After a negative reaction to being located and a local brouhaha about blogging on it, I decided that neither experience changes the task at hand. Actually, I thought the blog entry had a very positive message to be taken from a very negative reaction. In the midst of all this, I got a hit from Dorrien Bayer Hughes about Pat McIlwaine Hafner, who is happily in Bloomingdale NJ and to whom we passed along the website and blog addresses. When I contacted Pat, I received this in return:
Dorrien sent me the link to our yearbook and I spent hours going through it- wow all the memories, all the people that are a part of who I am today, all those lost. I laughed, I remembered, I smiled, I cried. It is a shame-so many good friends that I lost touch with. Thank you for hunting us all down. Life has been a bit of a roller coaster for me but I am definitely at the top of it now and have been for many years. For the past 9 years I have lived in Bloomingdale NJ . Prior to that I lived in Rockaway NJ for 20 years. I have been fortunate to have Dorrien "Bayer" in my life as my best friend for the past 58 years - OMG! I definitely would like to attend our "45th" wow - and will accept the invite on line.
Now that's more what I have come to expect. I don't expect thanks (it doesn't hurt to hear it once in a while, of course). The mission is to get people to realize what they are missing by letting themselves get separated from the class, and how much others are missing them because they too have lost touch. It is not just or only about the reunion, although that is the next primary contact point where there will be lots of classmates. It is about the community of people that occupied Wayne Valley between '64 and '67 and the legacy of friendship and accomplishment that they left behind. It is about reconnecting now that the Internet provides such an easy way to do this via email or social network sites like Facebook, or the class website.
I wonder about how much we do know about where folks are. In the case of my wife's class here in Evansville, there was the official record from the school, 44 years out of date. Then a directory put together by the reunion committee at the 20th year, and that was pretty much it. Think of how many times you've moved or changed phone numbers or added an email address in the last 24 years. Even people who I thought we had a handle on are moving around and are busy enough that contacting the class is not the first thing on their priority list. It is like those old cowboy movies where the cowboys are moving along the trail dragging a branch behind them, obliterating the hoof prints they have left behind. I didn't think of it, and I've sure done my share of moving. But then again, my parents are still in Wayne, in the same house for the past 44 years. I doubt we know as much as we think we know.

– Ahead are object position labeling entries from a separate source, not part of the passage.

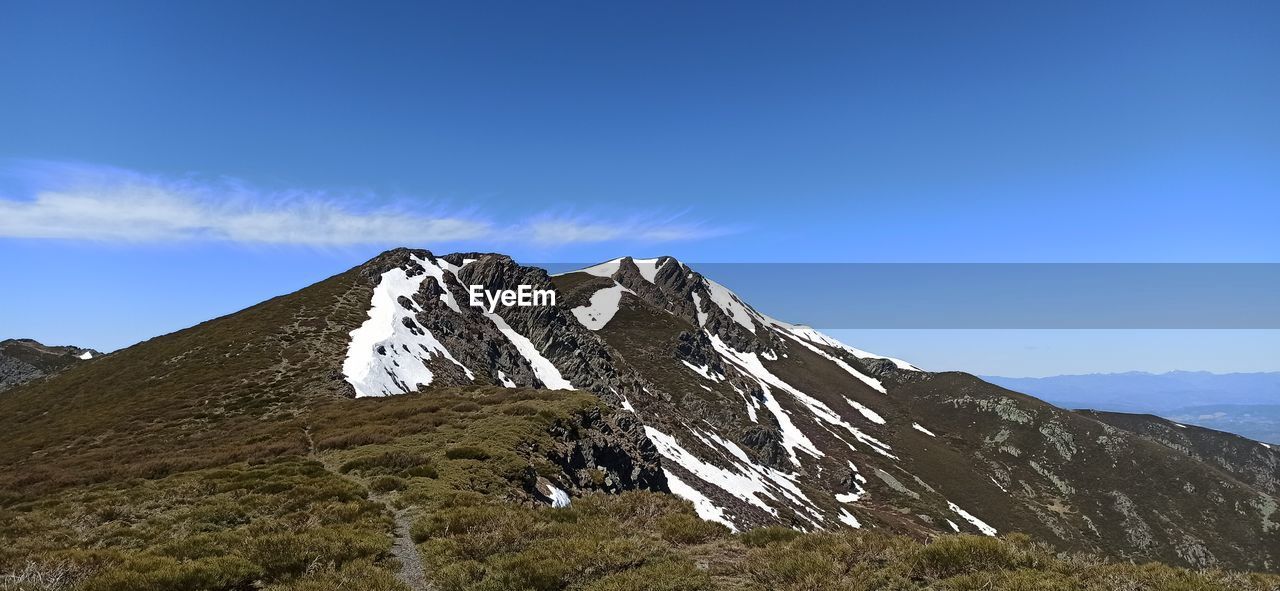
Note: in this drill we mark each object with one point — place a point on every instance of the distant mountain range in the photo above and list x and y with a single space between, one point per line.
1246 404
24 360
753 420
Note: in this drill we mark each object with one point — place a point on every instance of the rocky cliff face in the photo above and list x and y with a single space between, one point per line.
26 360
759 421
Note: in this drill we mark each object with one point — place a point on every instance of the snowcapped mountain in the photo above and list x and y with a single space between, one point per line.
24 360
759 421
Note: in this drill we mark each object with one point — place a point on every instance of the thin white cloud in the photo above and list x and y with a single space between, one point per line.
112 205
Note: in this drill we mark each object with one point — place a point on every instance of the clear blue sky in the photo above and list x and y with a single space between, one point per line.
163 163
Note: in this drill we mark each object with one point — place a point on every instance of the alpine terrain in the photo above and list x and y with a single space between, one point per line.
376 422
24 360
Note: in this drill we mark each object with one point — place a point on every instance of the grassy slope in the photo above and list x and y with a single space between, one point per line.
457 462
227 457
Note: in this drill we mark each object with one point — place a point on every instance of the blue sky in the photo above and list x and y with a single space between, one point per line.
163 163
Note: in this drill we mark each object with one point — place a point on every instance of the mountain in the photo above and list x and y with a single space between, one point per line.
643 376
1239 403
24 360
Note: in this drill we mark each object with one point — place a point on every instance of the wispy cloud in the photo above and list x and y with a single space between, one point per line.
65 201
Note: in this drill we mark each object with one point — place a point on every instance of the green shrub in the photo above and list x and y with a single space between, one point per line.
387 484
685 528
763 536
466 452
385 462
950 555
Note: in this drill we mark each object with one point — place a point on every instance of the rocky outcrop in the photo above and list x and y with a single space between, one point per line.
606 452
26 360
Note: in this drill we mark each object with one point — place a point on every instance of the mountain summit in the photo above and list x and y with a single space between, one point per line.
760 421
753 420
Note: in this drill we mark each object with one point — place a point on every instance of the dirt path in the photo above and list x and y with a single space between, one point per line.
412 573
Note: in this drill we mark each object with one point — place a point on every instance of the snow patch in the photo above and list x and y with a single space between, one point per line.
816 337
704 507
543 367
705 371
698 308
750 365
603 270
602 307
982 526
506 381
865 379
649 267
849 520
560 499
731 305
388 352
867 412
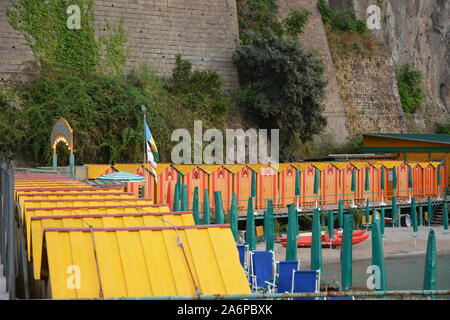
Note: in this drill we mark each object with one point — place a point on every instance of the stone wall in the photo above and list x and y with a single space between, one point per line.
418 33
370 94
203 31
314 38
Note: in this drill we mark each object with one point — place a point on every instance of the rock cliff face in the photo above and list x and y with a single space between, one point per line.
314 38
417 32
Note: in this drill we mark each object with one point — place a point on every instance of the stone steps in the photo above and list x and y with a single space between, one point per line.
4 295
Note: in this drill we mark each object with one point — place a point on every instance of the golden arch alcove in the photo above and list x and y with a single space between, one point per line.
62 132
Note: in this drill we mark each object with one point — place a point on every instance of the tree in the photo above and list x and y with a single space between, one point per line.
283 87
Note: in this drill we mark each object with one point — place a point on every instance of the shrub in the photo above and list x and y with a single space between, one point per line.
409 87
443 128
44 26
295 22
257 15
104 113
199 92
283 87
341 20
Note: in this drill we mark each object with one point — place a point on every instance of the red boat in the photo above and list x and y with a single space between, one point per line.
305 240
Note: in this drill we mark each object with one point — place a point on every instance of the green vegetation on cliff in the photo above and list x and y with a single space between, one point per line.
283 88
81 78
409 81
283 84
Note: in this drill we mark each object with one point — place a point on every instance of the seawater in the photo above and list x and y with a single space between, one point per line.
403 272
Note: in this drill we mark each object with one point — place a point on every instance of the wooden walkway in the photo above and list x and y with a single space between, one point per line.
3 294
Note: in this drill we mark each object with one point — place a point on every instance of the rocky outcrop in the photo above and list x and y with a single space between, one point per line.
314 38
417 32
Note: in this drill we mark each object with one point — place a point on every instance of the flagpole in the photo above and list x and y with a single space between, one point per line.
144 111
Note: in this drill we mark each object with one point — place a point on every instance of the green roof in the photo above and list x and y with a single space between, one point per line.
425 137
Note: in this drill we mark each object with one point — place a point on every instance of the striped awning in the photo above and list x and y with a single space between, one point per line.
122 176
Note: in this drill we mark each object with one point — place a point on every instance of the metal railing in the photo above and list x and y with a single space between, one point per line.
8 244
283 296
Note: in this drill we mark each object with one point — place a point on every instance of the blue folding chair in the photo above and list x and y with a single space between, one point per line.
341 298
243 252
262 270
283 277
305 281
242 249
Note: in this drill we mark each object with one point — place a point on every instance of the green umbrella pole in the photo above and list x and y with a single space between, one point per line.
382 222
250 234
420 216
292 234
394 211
220 219
331 224
206 208
341 214
414 217
367 211
176 198
234 215
195 207
184 199
270 233
316 247
430 212
378 255
346 252
429 279
445 217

Even the people I have contacted in the last month or so are on the move. Tim and Chris Henneman are preparing to move to South Carolina from North Carolina to be closer to their kids and grand kids. Art Grahn just moved to Jackson, NJ from Wayne. Again, the nice thing about the Internet and email addresses is that they provide a breadcrumb trail so we can keep in touch. Generally, people keep their email addresses if nothing else. With the increasing use of cell phones and their only phones, people keep their phone numbers too with increasing frequency. It makes it more difficult to locate the numbers, but once you have them, it's great for continuity's sake.
So if you move, make contacting the class reunion committee part of your moving kit. Don't make us have to find you again!